Я снова встала, и мама говорит, что я уже не такая зеленая. А советница добавляет, что я никогда, собственно, и не выглядела так уж плохо. Но Курт сказал мне, что если я себя скверно чувствую, то все равно вставать нечего, а «бабы» пусть думают что хо­тят. Он так и сказал «бабы». Курт в послед­нее время очень приветлив. Правда, он ни­когда и не был слишком суров, но в послед­нее время он больше со мной разговаривает. Иногда спросит меня о чем-нибудь или что-нибудь расскажет. Вчера он подошел к моей постели и говорит: «Старуха слишком рано вышла на пенсию. Ей бы еще лет двадцать посоветничать, тогда бы у нее хоть дело было! А то она путает всех нас со своими подчиненными по службе!»

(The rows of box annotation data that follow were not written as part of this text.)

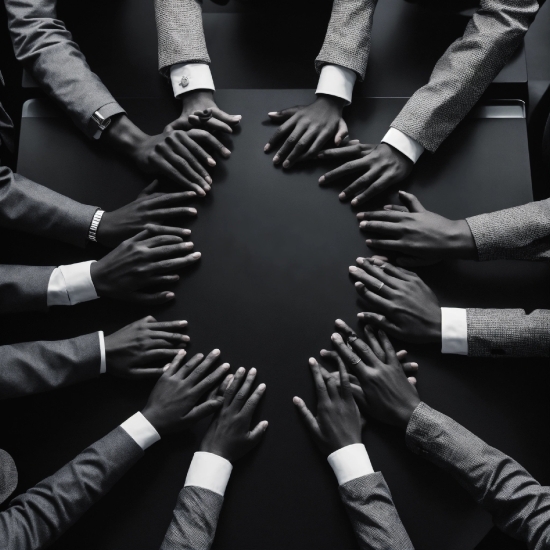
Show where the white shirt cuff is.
[99,330,107,374]
[382,128,424,163]
[327,443,374,485]
[315,64,357,105]
[170,63,216,97]
[185,452,233,497]
[120,412,160,451]
[441,307,468,355]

Наверное, он это нарочно сказал, чтобы я рассмеялась. Я и рассмеялась. А он обрадо­вался. Мне кажется, он теперь старается «заменить отца».

Я оделась и сказала, что пойду на ре­петицию хора для рождественского кон­церта.

– Уже начались репетиции? – спросила мама. – До рождества ведь еще далеко.

У нее опять слезы на глазах. Должно быть, она подумала, что вот скоро рождест­во, а Ильза все еще не нашлась. А вдруг и на рождество ее не будет?

– Ну да, уже начинаем! – ответила я. – Потому что все так фальшиво поют, и наш руководитель боится, что вообще ничего не выйдет!

И это даже правда. Только я не участвую в хоре. Это ведь добровольный хор, а я никогда никуда не записываюсь «добро­вольно».

Я просто должна уйти. И поговорить с кем-нибудь, кому я могу сказать правду. Да и вообще я давно уже не была у бабушки.

Я сказала, что репетиция хора будет про­должаться довольно долго. Может быть, я не успею к ужину. Мама кивнула, но советница опять влезла.

– Что это значит? Если репетиция будет длиться так долго, ты просто скажешь, что ба­бушка ждет тебя к ужину минута в минуту.

– Иди, а то опоздаешь, – сказала мама.

Я пошла к бабушке пешком, потому что уменя не было денег на трамвай. У меня почти никогда нет денег. Мои одноклассники всегда у меня занимают, а я потом никогда не решаюсь попросить отдать долг. Даже тех, кто в деньгах не нуждается.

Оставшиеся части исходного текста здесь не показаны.